Other issues exposed by Wang and Yang included certain experiments that could not be replicated, and a lack of attention paid to the potential problems produced by off-target mutations (in which CRISPR/Cas9 might have inadvertently altered other genes) and the potential for mosaicism (in which an individual has acquired multiple, distinct genomes). Wang and Yang wrote that the approach used by He was not sophisticated enough to detect any possible off-target mutations, and that “He probably underestimated the rate of mosaicism and the risk of introducing harmful genetic alterations.”
The authors concluded their commentary article by strongly urging the international community of scientists and regulators to “initiate a comprehensive discussion as soon as possible to develop the criteria and standards for genome editing in the human germline for reproductive purposes.” Once consensus is reached on this matter, jurisdictions can then pass laws and build the institutions needed for oversight and enforcement, the authors wrote.
“I agree 100% with the authors,” Brendan Parent, a bioethicist at NYU School of Medicine, wrote in an email to Gizmodo. “He Jiankui contravened every tenet of responsible research for the purpose of being the first to attempt.

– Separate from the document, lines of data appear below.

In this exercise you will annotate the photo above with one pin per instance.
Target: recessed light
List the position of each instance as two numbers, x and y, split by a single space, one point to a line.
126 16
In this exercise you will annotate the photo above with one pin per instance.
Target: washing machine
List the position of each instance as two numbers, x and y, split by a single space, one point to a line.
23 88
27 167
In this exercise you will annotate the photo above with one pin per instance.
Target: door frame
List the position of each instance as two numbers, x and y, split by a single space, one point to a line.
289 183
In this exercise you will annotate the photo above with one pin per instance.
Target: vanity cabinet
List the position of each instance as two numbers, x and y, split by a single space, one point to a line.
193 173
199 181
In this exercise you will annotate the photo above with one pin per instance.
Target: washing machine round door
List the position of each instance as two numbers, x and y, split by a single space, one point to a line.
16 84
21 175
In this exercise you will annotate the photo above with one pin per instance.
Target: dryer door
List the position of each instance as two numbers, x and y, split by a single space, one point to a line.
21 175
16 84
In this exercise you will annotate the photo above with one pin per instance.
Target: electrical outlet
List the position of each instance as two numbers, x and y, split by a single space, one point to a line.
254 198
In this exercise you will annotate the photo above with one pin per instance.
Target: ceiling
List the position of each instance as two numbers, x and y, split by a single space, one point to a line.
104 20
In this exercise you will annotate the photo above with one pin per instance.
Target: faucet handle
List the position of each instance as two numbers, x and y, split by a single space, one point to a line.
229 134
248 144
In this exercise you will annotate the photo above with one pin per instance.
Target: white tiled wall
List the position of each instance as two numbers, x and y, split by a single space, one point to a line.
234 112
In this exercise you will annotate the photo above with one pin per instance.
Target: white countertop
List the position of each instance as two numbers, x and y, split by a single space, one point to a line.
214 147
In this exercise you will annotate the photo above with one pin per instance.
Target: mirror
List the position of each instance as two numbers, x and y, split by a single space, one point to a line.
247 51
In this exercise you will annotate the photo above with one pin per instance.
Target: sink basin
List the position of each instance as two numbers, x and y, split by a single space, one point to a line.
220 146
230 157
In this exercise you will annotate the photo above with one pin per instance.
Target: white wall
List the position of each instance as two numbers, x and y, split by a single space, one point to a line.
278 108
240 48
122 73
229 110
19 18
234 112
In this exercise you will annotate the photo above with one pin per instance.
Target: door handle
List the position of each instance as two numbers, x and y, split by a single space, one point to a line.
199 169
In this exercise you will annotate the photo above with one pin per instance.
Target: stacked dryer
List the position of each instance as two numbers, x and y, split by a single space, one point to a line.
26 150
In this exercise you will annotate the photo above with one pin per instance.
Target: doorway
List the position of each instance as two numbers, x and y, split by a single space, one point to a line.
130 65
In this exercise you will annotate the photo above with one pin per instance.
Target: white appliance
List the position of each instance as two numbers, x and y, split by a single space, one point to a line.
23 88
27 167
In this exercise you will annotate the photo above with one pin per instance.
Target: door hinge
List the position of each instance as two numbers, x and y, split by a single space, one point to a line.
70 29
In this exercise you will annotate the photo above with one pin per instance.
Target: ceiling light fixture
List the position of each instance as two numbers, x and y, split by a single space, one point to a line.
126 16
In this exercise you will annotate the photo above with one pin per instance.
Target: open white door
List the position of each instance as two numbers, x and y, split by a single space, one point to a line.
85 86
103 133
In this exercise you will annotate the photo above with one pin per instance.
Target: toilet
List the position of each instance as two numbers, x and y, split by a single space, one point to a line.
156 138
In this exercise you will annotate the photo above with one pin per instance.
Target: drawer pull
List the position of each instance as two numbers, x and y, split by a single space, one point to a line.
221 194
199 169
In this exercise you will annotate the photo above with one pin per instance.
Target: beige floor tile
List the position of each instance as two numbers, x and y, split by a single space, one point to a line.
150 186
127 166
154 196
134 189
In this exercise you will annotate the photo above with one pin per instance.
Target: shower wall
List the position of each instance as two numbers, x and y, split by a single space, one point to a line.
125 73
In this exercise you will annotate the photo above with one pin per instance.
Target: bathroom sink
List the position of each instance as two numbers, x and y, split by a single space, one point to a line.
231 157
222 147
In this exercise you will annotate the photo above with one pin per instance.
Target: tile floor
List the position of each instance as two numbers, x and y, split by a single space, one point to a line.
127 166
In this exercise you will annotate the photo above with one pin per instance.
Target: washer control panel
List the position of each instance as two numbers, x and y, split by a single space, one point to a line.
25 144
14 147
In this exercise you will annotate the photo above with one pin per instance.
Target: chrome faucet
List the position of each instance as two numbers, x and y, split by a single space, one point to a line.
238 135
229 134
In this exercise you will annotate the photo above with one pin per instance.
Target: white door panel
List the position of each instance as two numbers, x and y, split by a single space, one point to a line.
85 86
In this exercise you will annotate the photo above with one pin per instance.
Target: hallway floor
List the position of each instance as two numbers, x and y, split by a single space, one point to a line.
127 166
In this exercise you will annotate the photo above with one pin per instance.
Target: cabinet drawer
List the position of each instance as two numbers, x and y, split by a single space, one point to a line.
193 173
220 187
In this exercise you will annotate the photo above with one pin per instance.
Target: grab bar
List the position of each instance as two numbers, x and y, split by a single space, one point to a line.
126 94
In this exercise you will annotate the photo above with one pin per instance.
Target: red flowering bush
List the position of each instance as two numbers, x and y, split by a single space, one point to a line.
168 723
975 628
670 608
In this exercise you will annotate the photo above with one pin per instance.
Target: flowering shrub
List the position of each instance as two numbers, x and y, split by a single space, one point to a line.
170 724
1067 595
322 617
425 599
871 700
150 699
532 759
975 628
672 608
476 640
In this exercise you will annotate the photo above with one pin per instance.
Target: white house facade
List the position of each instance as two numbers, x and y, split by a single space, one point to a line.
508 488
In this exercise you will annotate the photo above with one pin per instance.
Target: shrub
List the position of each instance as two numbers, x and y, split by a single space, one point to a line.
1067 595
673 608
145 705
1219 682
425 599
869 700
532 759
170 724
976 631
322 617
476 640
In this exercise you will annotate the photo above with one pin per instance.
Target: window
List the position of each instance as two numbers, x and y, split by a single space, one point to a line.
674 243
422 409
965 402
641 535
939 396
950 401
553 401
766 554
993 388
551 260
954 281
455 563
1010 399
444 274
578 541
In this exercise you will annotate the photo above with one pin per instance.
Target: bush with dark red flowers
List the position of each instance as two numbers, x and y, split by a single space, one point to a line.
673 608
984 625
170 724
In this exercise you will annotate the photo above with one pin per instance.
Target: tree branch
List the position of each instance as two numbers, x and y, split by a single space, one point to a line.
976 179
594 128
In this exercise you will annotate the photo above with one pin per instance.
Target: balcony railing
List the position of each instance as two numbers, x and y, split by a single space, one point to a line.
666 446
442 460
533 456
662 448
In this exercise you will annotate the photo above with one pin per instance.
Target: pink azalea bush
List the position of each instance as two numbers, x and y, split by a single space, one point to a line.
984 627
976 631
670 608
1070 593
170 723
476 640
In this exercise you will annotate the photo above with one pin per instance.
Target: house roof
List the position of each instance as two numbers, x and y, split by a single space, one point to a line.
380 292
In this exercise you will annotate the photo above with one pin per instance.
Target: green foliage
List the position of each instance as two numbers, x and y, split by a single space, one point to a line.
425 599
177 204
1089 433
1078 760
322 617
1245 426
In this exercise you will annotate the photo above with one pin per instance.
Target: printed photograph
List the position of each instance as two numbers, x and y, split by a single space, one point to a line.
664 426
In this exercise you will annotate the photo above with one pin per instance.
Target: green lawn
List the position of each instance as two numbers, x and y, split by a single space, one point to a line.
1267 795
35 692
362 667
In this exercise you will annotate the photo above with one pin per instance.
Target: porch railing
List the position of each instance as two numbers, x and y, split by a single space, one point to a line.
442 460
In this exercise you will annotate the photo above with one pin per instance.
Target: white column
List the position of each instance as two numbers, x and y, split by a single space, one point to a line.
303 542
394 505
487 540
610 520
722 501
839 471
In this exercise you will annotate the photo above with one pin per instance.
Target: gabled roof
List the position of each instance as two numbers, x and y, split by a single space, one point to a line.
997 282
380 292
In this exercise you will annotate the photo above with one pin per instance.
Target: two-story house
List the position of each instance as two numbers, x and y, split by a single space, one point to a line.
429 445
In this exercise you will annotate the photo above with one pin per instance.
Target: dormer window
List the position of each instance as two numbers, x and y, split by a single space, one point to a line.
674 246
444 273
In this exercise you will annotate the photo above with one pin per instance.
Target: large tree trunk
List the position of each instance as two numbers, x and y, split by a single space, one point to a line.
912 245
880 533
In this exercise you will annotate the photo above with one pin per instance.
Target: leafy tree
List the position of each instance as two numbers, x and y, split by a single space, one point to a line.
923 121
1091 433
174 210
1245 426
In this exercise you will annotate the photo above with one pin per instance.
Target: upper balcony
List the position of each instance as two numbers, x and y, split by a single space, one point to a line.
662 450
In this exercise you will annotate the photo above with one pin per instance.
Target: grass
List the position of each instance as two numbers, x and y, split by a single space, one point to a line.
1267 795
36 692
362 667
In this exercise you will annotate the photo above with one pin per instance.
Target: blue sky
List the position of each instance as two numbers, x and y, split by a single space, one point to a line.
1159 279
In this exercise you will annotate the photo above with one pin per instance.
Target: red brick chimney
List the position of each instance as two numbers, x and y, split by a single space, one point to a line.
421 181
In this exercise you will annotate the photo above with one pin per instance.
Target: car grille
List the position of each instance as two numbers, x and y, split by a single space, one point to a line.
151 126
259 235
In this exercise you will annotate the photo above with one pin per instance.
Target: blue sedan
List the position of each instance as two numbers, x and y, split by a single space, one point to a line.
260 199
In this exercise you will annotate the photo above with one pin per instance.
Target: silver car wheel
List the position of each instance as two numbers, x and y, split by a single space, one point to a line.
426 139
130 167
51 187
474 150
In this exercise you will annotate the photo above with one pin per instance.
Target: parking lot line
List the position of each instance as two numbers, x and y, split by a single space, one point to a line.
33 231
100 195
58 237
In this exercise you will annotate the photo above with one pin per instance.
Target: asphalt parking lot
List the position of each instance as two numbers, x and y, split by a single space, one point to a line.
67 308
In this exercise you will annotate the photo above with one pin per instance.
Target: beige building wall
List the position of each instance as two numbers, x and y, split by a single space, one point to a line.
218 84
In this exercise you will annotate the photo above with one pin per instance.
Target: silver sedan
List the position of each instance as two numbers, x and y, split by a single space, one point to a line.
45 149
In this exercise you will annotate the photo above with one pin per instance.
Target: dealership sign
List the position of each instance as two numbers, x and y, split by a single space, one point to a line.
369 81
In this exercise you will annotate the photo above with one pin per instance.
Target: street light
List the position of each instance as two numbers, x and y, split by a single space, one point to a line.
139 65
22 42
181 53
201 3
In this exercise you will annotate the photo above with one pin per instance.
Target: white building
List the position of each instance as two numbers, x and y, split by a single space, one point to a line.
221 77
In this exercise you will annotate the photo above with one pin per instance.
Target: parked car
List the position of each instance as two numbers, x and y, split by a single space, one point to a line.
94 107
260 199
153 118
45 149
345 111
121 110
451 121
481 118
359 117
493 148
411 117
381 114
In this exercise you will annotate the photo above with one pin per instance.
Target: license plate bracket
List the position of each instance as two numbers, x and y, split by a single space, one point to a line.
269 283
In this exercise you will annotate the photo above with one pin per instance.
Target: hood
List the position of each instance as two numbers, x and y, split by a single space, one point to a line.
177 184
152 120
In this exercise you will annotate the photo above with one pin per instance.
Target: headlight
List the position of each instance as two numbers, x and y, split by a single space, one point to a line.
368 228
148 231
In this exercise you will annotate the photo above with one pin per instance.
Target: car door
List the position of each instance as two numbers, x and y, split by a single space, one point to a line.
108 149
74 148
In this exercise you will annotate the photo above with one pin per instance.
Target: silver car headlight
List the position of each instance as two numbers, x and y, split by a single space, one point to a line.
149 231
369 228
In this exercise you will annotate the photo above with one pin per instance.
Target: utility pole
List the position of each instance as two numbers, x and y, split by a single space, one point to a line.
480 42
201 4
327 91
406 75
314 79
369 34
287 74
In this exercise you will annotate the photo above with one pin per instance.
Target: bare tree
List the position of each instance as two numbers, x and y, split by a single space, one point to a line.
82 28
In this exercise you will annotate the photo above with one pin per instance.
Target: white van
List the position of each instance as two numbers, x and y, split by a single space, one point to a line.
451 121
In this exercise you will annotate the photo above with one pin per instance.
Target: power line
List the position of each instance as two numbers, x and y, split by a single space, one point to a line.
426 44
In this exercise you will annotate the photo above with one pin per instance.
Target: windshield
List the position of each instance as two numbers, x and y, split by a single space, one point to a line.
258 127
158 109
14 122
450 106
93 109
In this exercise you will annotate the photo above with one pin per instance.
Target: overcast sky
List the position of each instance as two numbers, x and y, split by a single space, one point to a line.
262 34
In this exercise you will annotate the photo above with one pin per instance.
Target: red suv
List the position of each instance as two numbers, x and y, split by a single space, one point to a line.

He did not go through sufficient approval channels, his informed consent process for the parents was misleading, and his justification was wrong.”
Parent, who is not affiliated with the new commentary paper, said parents with HIV can have a child unaffected by the virus through the use of in vitro fertilization (IVF) and preimplantation genetic testing (PGT), which involves the screening of embryos for disease prior to implantation.
“We have no clear picture what kinds of health risks these children will experience, not knowing how genetic manipulation affects development, and being mosaic for the CCR5 gene that was intended to be edited out—meaning they each have partial expression for the gene,” Parent told Gizmodo. “Furthermore, we are unaware what the mere process of germline editing does to a human embryo brought to term, even if it was a technical success for the intended gene edit.”
The good news about all of this is the overwhelming consensus that He did a bad thing and that measures need to be put into place to prevent something like this from ever happening again. Let’s hope this consensus actually leads to action.